Abstract
Pectin is found in the cell wall of plants and is often discarded as waste. A number of research groups are interested in redirecting this biomass waste stream for the production of fuel and bulk chemicals. The primary monomeric subunit of this polysaccharide is d-galacturonate, a six-carbon acid sugar that is degraded in a five-step pathway to central metabolic intermediates by some bacteria, including Agrobacterium tumefaciens. In the third step of the pathway, d-galactaro-1,4-lactone is converted to 2-keto-3-deoxy-l-threo-hexarate by a member of the mandelate racemase subgroup of the enolase superfamily with a novel activity for the superfamily.
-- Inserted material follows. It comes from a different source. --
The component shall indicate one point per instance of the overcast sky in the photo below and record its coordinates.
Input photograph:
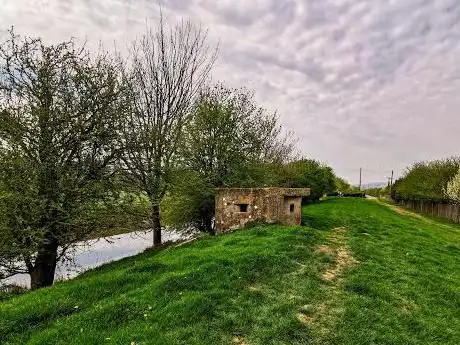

The 1.6Å resolution structure of this enzyme was determined, revealing an overall modified (β/α)7β TIM-barrel domain, a hallmark of the superfamily. d-Galactaro-1,4-lactone was manually docked into the active site located at the interface between the N-terminal lid domain and the C-terminal barrel domain. On the basis of the position of the lactone in the active site, Lys166 is predicted to be the active-site base responsible for abstraction of the α proton. His296 on the opposite side of the active site is predicted to be the general acid that donates a proton to the β carbon as the lactone ring opens. The lactone ring appears to be oriented within the active site by stacking interactions with Trp298.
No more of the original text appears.